Bir şehre aşık olmak, bir insanı sevmekten farklı değildir. Eğer aşıksanız, sevdiğinizin eksiklerini, hatalarını göremez, gördüklerinizi affedersiniz. aşkınız sürdüğü sürece sorun yoktur. Ancak aşkın bittiği yerde, artık o sevilene bağımlı hale düşmüşseniz vay halinize!
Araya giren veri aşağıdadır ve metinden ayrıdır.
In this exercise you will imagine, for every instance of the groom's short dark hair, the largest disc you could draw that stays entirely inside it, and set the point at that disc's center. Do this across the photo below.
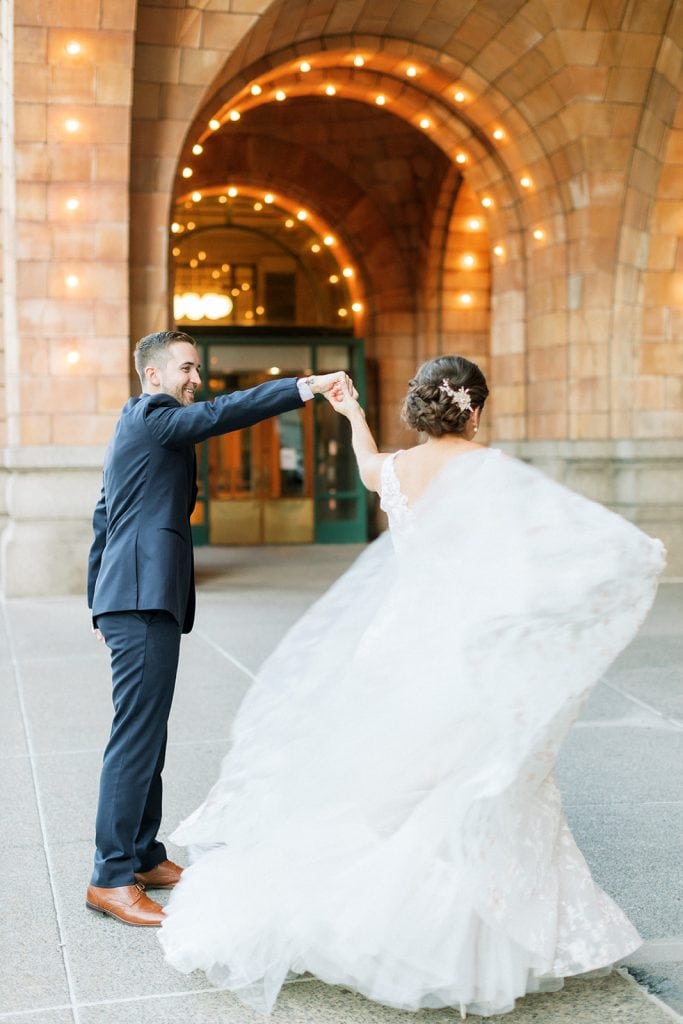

Kimi kez zevkten, çoğu kez sıkıntıdan kahrolarak, yanarak tutuşur, ama ne kadar terk ederseniz, o kadar çok dönersiniz ona! İşte bir kente aşık olmak da tıpkı böyle bir karasevda hikayesidir!
Bu kent İstanbul'sa kendinizi o korkunç karışıklık, kirlilik ve kalabalıktan kısacık sıyrılıp, bir ince belli bardak çayla Boğaziçi'nde, bir bardak rakıyla Moda'da, bir fincan orta kahveyle Beyoğlu'nda bulduğunuzda kendinize kızarak bu kenti hala ne çok sevdiğinizi bininci kez keşfedersiniz. Çünkü siz iflah olmaz bir Şehir Romantiği'sinizdir!
Buket Uzuner, Şehir Romantiği'nin Günlüğü adlı kitabında, Türkiye ve dünyadan yalnızca gezi anılarını anlatmakla, bize insan portreleri çizmekle kalmıyor, aynı zamanda gezi edebiyatımıza gezginin düşünceleri, coğrafya felsefesi ve gezginin düşleri hakkında yeni kapılar açıyor. Sizi aşık olduğunuz coğrafyaları keşfe çağırıyor.